Ojih mengaku, membuat golok dari tanduk butuh usaha dan waktu ekstra. Sebab, tanduk mesti di-press, dibakar, lalu didinginkan beberapa kali hingga sesuai dengan bentuk dan ukuran yang diinginkan. Panjang prosesnya tak bisa dipersingkat, ia mesti diikuti apa adanya.
"Kita nge-press, bakar, nge-press, dia harus dingin dengan alam, nggak boleh dipaksa harus disiram. Karena kenapa? Nanti setelah jadi, dia memuai sendiri, karena kepaksa untuk dingin," terang Ojih.
Lewat proses membuat golok, Ojih mengaku belajar tentang filosofi hidup. Bagi Ojih, membuat golok adalah layaknya menjalani hidup itu sendiri, harus diikuti naik turunnya dan tak bisa dipaksakan.

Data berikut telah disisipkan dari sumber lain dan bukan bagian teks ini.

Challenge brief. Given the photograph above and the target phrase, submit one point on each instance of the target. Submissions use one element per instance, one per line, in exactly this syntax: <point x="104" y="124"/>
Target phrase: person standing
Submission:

"Filosofi, itu. Misalnya kita kerja, lagi nggak enak kerja ya nggak usah kerja. Karena nanti timbulnya kalau dibuat untuk kegiatan penyembelihan, buat jawara, itu golok jadi bala (kepada) si pemakai, itu. Jadi, biar dia, si pemakai juga nyaman, si pembuat juga enak, jadi nantinya si pemakai atau pengguna golok ini nggak merasa risih atau gimana, nggak," tutur Ojih.
Satu buah golok karya Ojih dipatok mulai 450 ribu Rupiah. Harga tersebut umumnya berlaku untuk golok dengan gagang dan sarung berbahan kayu. Sedangkan golok tanduk, harganya berkisar 1 juta hingga 10 juta Rupiah.
Beberapa kali Ojih menemui pelanggan yang menawar harga goloknya. Ia mengaku tak keberatan, tawar menawar adalah hal biasa dalam dunia usaha. Namun, Ojih akan dengan sopan menolaknya. Sebab, ia berprinsip tidak akan menurunkan kualitas demi harga yang miring.
Kualitas artistik Ojih juga dibuktikan dengan karya golok raksasa yang ia buat tahun 2019. Kala itu, ia membuat golok Sorenan berukuran 4,5 meter dalam rangka Festival Palang Pintu Kemang. Kini, golok raksasa yang diberi nama Si Rajut itu dipertontonkan di museum Setu Babakan, Jakarta Selatan.
Tiga puluh delapan tahun menempa dan mengasah golok berkualitas, cerita tentang sosok Engkong Ojih tersebar dari mulut ke mulut. Tak perlu banyak promosi, rezeki dari pelanggan berdatangan dengan sendirinya.
Kini, Ojih sibuk mempersiapkan pesanan golok sembelih untuk Idul Adha 2024. Selain itu, ia juga masih menerima pesanan untuk souvenir-souvenir seperti pipa rokok, gelang, dan korek api.